Vancouver lawyer and Canuck superfan Jennifer Chow said she too can see the contrast between Olympic celebrations and those hoping for a Vancouver victory over the Boston Bruins.
“There’s a huge difference because on game day, and even on non-game days, you can walk around the City of Vancouver and people are wearing their Canucks jerseys and their Canucks T-shirts and we all high-five each other, we all shout at each other and say ‘Go Canucks.'”
Chow, whose Vancouver office is cluttered with all kinds of Canuck geegaws, complete with a plastic imitation of the Stanley Cup, said the Olympics had an international flavour, but this is about the city.
“This is almost more personal, because it’s our Vancouver Canucks,” she said smiling.
Andrew Nicholson, 41, is such a fan that he has worn his Crazy Canuck costume almost every day of the playoffs.
He carries a hockey stick with a Canucks flag attached. That combined with his baby-blue, spiky hair, his blue and green painted face and Canucks jersey gets him plenty of requests for pictures with fans.
Nicholson, who’s from nearby New Westminster, believes the difference between the 2010 Games and the Canucks cup run is the fan base.
“There are a lot of die-hard Canuck fans,” he said.
And while the Olympics were “huge,” Nicholson said the Stanley Cup is something Vancouver fans have waited for for 40 years.
“I would probably say that there’s a lot more going for the Canucks than there was for the Olympics for Vancouver.”
About 40,000 people packed Vancouver streets during Game 1, some of the biggest crowds police have counted since the Olympics.
Vancouver Police Const. Lindsay Houghton said he has noticed a change in the colours of the crowd. Where once everyone was wearing red and white, now they’re wearing green, blue and white.

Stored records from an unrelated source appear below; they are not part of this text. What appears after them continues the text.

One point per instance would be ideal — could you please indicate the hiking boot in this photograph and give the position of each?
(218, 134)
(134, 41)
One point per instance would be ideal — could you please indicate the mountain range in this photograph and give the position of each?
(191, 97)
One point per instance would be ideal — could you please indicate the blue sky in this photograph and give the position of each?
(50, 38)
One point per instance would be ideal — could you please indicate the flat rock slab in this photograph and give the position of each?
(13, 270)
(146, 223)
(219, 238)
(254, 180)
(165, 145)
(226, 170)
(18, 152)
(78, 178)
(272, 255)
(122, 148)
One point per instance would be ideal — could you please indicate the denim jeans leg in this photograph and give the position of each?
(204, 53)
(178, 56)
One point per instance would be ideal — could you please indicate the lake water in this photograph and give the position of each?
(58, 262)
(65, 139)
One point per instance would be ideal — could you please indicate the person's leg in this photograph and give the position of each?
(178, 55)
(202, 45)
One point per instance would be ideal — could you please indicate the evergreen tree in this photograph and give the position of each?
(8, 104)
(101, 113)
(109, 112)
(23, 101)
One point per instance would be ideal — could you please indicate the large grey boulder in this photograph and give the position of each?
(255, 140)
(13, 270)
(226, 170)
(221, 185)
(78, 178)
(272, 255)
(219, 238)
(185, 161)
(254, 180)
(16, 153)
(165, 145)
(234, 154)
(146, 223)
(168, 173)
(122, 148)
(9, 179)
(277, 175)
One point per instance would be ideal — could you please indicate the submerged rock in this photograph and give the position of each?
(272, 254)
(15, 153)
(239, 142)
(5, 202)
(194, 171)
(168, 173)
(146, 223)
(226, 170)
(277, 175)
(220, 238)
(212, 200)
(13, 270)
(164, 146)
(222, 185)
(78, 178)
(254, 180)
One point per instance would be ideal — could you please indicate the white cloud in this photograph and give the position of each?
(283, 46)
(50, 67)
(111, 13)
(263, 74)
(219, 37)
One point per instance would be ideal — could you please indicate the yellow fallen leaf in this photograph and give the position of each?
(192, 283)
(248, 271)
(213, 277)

“That was great, but this is something a little bit more personal,” he said. “It’s no secret now, especially nationally, that people here are very, very passionate about the Vancouver Canucks.”

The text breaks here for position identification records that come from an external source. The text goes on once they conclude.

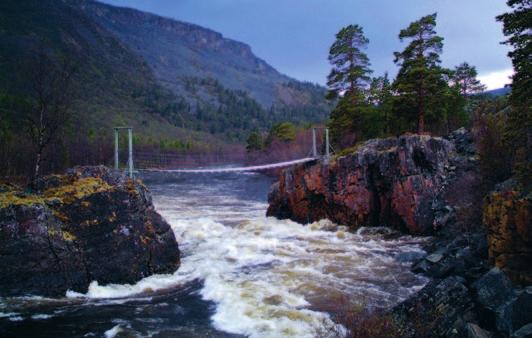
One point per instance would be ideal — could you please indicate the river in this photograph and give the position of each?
(241, 274)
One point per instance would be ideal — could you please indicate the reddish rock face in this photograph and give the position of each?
(390, 182)
(508, 218)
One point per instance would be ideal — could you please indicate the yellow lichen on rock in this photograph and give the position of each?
(78, 189)
(507, 216)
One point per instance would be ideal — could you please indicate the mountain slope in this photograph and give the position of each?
(113, 85)
(177, 50)
(168, 79)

Police have said they don’t intend to ask for early closures of liquor stores like they did during the Olympics, and so far, fans have celebrated peacefully, with few incidents.
Long-time season ticket holder Randall Negrin said he feels a more anxious atmosphere in the city than during the Olympics because Vancouver is expected to win the cup.
“This year, there’s a lot of pressure on the team.”
Several giant screens have been set up around Vancouver and streets have been closed so fans can watch the games. Jang said he’s had lots of feedback from people telling him it’s the best thing city hall has done.
Jang said he can’t see anything marring the celebrations like the riot after the Canucks 1994 Stanley Cup loss.
“If there’s a riot and something bad happens, we’ll go back to being No-Fun City, but right now we are Fun City,” he chuckled.